Ketika Riau Jadi Saksi Operasi Militer Gabungan Pertama di Indonesia

Pasukan-Banteng-Raiders-dalam-penumpasan-PRRI.jpg
(Historia.id)

RIAU ONLINE - Pengerahan Komando Operasi Khusus Gabungan (Koopsusgab) untuk menanggulangi aksi teror telah mendapaat persetujuan dari Komisi I DPR. Panglima TNI Marsekal Hadi Thajanto mengatakan pihaknya masih menanti Peraturan Pemerintah (PP) sebagai payung hukum keberadaan pasukan super elite dari tiga matra ini.

Sebelumnya, pemerintah Amerika Serikat melalui duta besarnya, Erin Mckee menawarkan bantuan untuk mengungkap dalang dibalik aksi terorisme.

Kondisi serupa ternyata juga pernah terjadi di masal lalu.

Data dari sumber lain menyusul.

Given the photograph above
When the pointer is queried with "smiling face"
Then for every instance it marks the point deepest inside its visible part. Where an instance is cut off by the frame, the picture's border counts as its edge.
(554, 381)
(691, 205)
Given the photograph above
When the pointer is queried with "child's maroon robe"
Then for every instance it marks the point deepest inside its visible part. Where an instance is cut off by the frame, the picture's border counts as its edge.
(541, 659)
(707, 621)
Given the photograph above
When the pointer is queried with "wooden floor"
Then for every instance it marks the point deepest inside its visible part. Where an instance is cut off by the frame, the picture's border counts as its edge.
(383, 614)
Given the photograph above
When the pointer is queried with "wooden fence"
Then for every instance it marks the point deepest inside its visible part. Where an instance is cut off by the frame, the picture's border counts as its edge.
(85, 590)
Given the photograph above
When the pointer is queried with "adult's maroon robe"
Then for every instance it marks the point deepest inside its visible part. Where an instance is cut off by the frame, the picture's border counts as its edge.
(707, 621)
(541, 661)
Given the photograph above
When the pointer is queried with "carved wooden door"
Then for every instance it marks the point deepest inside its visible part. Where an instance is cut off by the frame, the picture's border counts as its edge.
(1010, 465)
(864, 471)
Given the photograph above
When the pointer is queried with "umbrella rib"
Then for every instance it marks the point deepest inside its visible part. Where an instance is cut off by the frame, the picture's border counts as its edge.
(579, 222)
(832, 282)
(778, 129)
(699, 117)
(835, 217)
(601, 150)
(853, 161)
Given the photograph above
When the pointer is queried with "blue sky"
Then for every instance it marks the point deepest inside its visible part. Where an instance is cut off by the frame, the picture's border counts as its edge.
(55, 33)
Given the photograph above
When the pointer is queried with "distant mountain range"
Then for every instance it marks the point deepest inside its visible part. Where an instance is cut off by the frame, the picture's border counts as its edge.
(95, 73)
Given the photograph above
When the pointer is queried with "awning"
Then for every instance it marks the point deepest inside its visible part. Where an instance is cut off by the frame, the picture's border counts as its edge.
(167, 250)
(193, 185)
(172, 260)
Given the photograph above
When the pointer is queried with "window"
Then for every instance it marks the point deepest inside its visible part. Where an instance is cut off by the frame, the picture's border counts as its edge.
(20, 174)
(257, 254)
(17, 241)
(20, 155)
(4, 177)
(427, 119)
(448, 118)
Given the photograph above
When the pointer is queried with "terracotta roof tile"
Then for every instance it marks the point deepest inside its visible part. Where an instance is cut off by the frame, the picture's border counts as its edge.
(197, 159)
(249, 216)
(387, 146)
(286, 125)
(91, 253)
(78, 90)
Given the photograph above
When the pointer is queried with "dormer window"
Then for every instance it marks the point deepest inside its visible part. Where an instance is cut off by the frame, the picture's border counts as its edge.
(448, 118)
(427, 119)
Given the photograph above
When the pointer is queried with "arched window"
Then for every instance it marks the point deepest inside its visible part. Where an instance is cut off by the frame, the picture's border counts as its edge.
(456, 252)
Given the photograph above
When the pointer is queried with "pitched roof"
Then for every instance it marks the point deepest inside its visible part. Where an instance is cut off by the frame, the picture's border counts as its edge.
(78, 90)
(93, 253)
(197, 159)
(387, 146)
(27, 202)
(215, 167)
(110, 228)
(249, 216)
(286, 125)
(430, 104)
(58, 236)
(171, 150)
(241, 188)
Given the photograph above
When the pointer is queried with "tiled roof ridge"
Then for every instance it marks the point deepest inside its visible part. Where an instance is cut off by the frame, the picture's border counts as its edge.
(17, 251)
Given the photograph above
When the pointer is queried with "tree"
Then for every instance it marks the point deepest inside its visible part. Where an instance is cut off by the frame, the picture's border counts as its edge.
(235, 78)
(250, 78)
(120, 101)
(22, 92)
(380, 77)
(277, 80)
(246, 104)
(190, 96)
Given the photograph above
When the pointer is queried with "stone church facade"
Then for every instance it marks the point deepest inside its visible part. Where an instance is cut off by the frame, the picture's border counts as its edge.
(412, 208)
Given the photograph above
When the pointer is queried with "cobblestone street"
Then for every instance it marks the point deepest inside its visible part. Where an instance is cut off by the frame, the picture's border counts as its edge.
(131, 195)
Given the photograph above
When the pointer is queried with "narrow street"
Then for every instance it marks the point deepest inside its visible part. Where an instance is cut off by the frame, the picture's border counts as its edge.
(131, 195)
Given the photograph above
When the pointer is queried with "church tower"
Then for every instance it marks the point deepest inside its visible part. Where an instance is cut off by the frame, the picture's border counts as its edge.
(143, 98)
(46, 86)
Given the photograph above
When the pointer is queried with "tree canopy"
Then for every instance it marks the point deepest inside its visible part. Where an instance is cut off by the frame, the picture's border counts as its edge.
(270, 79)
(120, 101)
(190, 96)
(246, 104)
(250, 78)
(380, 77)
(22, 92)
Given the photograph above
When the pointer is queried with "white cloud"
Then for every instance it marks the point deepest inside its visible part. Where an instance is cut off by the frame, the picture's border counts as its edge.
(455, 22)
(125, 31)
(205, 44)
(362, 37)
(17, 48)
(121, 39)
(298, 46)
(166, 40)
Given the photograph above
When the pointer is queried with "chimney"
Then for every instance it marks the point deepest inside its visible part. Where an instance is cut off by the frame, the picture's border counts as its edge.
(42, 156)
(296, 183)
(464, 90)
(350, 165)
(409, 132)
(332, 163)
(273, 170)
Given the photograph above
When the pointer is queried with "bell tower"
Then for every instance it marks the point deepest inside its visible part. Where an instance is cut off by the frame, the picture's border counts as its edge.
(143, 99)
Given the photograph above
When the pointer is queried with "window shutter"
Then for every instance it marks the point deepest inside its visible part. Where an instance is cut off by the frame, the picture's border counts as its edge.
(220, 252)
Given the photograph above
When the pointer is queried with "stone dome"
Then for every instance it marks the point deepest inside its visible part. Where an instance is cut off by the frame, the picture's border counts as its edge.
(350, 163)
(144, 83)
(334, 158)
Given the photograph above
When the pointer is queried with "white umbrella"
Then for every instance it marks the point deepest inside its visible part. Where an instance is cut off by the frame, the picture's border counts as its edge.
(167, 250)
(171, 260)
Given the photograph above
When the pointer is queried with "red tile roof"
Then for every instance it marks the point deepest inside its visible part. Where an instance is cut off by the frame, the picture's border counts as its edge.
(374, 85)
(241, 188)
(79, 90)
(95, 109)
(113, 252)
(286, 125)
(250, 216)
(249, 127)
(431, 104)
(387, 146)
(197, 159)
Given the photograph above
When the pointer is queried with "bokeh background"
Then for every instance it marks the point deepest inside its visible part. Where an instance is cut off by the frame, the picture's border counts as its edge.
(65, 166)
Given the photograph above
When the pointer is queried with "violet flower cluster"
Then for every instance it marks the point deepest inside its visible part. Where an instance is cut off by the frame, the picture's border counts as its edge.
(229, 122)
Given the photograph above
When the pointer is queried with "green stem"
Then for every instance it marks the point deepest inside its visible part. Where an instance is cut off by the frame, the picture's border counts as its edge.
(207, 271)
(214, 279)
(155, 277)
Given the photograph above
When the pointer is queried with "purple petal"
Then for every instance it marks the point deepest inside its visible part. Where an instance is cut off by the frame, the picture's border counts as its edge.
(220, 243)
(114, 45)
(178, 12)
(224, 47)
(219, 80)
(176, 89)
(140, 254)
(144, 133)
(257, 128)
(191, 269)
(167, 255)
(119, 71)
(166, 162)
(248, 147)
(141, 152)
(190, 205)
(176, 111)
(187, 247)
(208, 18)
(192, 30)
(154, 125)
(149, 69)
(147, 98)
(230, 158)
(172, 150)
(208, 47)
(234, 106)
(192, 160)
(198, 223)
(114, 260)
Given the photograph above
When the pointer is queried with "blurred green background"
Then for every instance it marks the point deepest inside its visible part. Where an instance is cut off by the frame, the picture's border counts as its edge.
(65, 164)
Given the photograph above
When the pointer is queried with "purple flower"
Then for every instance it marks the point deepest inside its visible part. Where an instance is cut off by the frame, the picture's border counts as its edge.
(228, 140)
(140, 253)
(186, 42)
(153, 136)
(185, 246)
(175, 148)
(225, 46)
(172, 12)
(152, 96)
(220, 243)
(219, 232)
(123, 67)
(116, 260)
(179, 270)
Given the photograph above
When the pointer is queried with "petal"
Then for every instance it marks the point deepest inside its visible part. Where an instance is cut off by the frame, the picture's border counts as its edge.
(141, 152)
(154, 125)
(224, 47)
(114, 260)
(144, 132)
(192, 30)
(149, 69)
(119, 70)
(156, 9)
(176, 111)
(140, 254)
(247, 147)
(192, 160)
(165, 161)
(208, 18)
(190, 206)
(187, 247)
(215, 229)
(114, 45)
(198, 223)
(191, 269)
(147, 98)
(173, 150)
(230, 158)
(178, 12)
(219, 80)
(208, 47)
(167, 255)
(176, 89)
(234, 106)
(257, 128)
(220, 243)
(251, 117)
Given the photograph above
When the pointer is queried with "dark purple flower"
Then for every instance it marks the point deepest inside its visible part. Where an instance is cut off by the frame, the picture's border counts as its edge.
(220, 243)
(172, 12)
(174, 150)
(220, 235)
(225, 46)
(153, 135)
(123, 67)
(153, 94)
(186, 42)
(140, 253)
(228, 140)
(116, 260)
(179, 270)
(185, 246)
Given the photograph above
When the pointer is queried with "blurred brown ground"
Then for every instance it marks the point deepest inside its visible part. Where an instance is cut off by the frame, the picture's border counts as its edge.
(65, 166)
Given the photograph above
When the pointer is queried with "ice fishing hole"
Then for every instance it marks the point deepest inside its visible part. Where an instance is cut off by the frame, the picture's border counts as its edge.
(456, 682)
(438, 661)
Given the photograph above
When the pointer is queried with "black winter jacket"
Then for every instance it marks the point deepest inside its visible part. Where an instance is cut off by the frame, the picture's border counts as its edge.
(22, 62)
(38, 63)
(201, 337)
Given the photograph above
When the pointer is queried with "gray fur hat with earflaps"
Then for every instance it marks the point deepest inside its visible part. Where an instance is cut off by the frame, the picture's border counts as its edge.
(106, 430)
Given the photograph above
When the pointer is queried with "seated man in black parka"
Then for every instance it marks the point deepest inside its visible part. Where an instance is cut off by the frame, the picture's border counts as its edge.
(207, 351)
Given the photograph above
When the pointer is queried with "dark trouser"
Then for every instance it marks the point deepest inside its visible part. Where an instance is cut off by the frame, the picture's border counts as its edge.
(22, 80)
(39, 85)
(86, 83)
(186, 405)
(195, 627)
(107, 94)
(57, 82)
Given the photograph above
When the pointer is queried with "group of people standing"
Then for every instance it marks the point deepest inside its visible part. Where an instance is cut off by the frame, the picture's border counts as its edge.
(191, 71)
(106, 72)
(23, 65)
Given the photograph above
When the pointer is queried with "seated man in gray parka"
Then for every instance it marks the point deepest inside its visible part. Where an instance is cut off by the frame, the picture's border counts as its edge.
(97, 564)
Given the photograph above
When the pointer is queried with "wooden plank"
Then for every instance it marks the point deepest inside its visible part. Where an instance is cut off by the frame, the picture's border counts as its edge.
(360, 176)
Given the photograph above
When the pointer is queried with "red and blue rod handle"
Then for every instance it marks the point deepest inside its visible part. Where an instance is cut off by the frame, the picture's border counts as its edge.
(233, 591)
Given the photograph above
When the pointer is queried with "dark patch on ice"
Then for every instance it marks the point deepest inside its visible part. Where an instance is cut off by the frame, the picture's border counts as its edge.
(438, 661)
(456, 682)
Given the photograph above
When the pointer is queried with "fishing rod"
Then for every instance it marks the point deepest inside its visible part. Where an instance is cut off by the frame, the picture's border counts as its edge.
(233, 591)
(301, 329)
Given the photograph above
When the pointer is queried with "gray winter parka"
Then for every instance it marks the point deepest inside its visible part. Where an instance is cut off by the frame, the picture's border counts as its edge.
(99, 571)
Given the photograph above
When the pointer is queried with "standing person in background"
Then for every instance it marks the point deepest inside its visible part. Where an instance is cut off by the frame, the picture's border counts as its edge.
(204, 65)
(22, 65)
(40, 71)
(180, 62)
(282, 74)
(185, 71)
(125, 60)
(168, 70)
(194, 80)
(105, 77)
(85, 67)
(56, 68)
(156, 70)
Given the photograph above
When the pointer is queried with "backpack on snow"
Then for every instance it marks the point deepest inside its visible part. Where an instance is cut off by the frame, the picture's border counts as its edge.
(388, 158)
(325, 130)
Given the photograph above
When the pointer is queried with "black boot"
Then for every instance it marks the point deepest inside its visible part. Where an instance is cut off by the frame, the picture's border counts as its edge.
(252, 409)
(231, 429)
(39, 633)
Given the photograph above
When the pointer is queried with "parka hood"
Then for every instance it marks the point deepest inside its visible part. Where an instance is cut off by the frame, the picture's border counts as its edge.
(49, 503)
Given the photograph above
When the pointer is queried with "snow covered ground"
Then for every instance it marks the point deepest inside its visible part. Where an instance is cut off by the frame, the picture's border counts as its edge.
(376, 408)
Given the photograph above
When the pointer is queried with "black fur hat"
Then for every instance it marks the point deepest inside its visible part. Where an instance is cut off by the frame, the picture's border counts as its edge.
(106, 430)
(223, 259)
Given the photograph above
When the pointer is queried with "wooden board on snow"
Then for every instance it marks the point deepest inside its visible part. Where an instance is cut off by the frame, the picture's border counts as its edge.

Kala itu, pemerintah Indonesia tengah dipusingkan dengan gerakan oposisi PRRI, yang melibatkan beberapa panglima daerah di Sumatera dan menentang kebijakan pemerintah pusat. Antara lain Kolonel Maludin Simbolon, panglima di Sumatera Utara, Letkol Ahmad Husein, panglima di Sumatera Barat, dan Letkol Barlian di Sumatera Selatan.

Untuk itu, pada Maret 1958 TNI menggelar operasi militer dengan sandi “Tegas” yang meliputi wilayah operasi di Riau. Dalam Operasi Tegas, Nasution yang berpangkat letnan jenderal berkedudukan sebagai ketua Gabungan Kepala Staf (GKS).

“Operasi Tegas untuk merebut daerah perminyakan Riau, yang merupakan sasaran yang diperhitungkan bagi ‘intevensi’ Amerika Serikat,” ujar Abdul Haris Nasution dalam memoarnya Memenuhi Panggilan Tugas Jilid 4: Masa Pancaroba Kedua, dilansir dari Historia.id, Selasa, 29 Mei 2018.

Dipilihnya Riau sebagai sasaran dinilai tepat, meski sebenarnya PRRI memiliki basis terkuat di Sumatera Barat dan Sumatera Utara. Hal ini mengingat posisi Riau cukup strategis, karena berbatasan langsung dengan jalur lalu lintas internasional.

Menguasai Riau akan menutup kemungkinan pemberontak melarikan diri melalui selat Malaka. Selain itu, Caltex (perusahaan minyak raksasa multi nasional asal Amerika Serikat), telah lama beroperasi di Riau.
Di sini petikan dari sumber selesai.